Jangan membandingkan negara dengan swasta, negara dan perusahaan itu sistem dan hakikatnya berbeda. Bahkan kamu menyebutkan kata 'marketing' itu saja sudah jauh di luar ranah kenegaraan. Sebagai gambaran, apa 'marketing'nya negara? Kemlu? Badan Investasi? Kemenpar? Dari sini saja kelihatan bagaimana negara bekerja dengan bagaimana perusahaan bekerja itu jauh berbeda.

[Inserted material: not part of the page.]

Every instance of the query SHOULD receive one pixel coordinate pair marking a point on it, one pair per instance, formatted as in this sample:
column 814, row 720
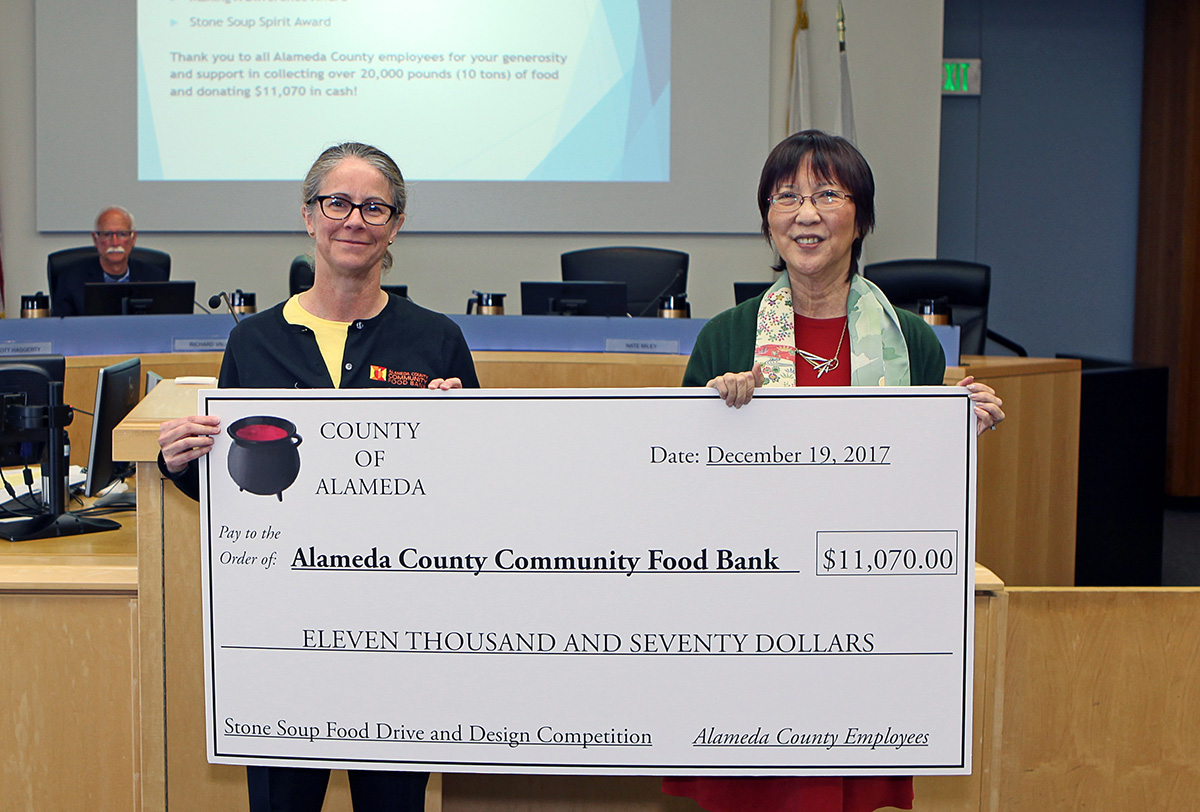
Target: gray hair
column 375, row 157
column 125, row 211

Jika 'Marketing' tidak ada padanannya di Negara, yang diwakilkan satu kementerian, mengapa 'Finance' diwakilkan satu kementerian? Jika fungsi hubungan luar negeri, fungsi pariwisata, dan fungsi penarikan investasi, yang objeknya sama-sama adalah aktor luar negeri, tetapi itu diurus oleh tiga kementerian berbeda. . . . Lalu mengapa fungsi bea cukai (customs), perpajakan (tax), sekaligus penganggaran (budgeting) diurus satu kementerian yang sama?

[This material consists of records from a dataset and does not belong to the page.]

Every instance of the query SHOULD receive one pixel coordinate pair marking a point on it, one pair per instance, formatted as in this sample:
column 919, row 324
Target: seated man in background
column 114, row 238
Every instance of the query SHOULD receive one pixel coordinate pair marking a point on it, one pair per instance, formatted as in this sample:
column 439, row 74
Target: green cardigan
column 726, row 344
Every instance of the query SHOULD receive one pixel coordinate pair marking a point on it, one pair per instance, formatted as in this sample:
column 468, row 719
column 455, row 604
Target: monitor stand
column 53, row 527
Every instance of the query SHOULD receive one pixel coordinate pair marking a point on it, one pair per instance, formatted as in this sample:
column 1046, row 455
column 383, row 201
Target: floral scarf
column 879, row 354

Dari situ saja sudah keliru! ditambah komentar tentang gaji semakin keliru! kementerian gaji besar bukan berarti mereka yang paling benar! yang dibuktikan dari kondisi itu hanyalah disparitas prioritas penganggaran dan ketimpangan finansial antara satu lembaga dengan lembaga lain di negara ini. Mengambil perbandingan dari swasta tidak membuktikan apa-apa disini, bahkan menekankan lagi bahwa orientasi kita sudah salah, melihat negara dari sisi profit.
Lebih tepat jika membandingkan sistem negara dengan sistem di negara lain, bukan swasta. Di Amerika tidak pernah ada perdebatan mengenai kementerian keuangan menghalangi anggaran pertahanan, karena disana jelas Congress yang memiliki wewenang. Tetapi di Indonesia, Kemenkeu dan bosnya menjadi aktor politik itu sendiri, membuat kebijakan seakan-akan diatas kementerian lain. Di AS juga customs, taxation dan budgeting, diurus oleh lembaga yang berbeda, bukan lembaga yang sama seperti di Kemenkeu.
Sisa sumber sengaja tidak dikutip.